• # question_answer Assertion (A): The system of equations are inconsistent: $\text{2x}+\text{4y}=\text{1}0$ $\text{3x}+\text{6y}=\text{12}$ Reason (R): A pair of linear equations which has no solution is called an inconsistent pair of Linear equations. A) Both assertion (A) and reason (R) are true and reason (R) is the correct explanation of assertion (A). B) Both assertion (A) and reason (R) are true but reason (R) is not the correct explanation of assertion (A). C) Assertion (A) is true but reason (R) is false. D) Assertion (A) is false but reason (R) is true.

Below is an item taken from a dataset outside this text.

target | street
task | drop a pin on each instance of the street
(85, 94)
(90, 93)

 [a] The given system of equations can be written as $2x+4y-10=0,$ $3x+6y-12=0$ Here,   ${{a}_{1}}=2,\,\,{{b}_{1}}=4,\,\,{{c}_{1}}=-10$ ${{a}_{2}}=3,\,\,{{b}_{2}}=6,\,\,{{c}_{2}}=-12$ $\therefore \,\,\,\,\,\,\,\,\,\,\,\,\,\,\frac{{{a}_{1}}}{{{a}_{2}}}=\frac{2}{3},$ $\frac{{{b}_{1}}}{{{b}_{2}}}=\frac{4}{6}=\frac{2}{3},$ $\frac{{{c}_{1}}}{{{c}_{2}}}=\frac{-10}{-12}=\frac{5}{6}$ Clearly,             $\frac{{{a}_{1}}}{{{a}_{2}}}=\frac{{{b}_{1}}}{{{b}_{2}}}\ne \frac{{{c}_{1}}}{{{c}_{2}}}$ So, the given system of equations has no solution, i.e., it is inconsistent. $\therefore$ Assertion: True; Reason: True and it is the correct explanation of assertion.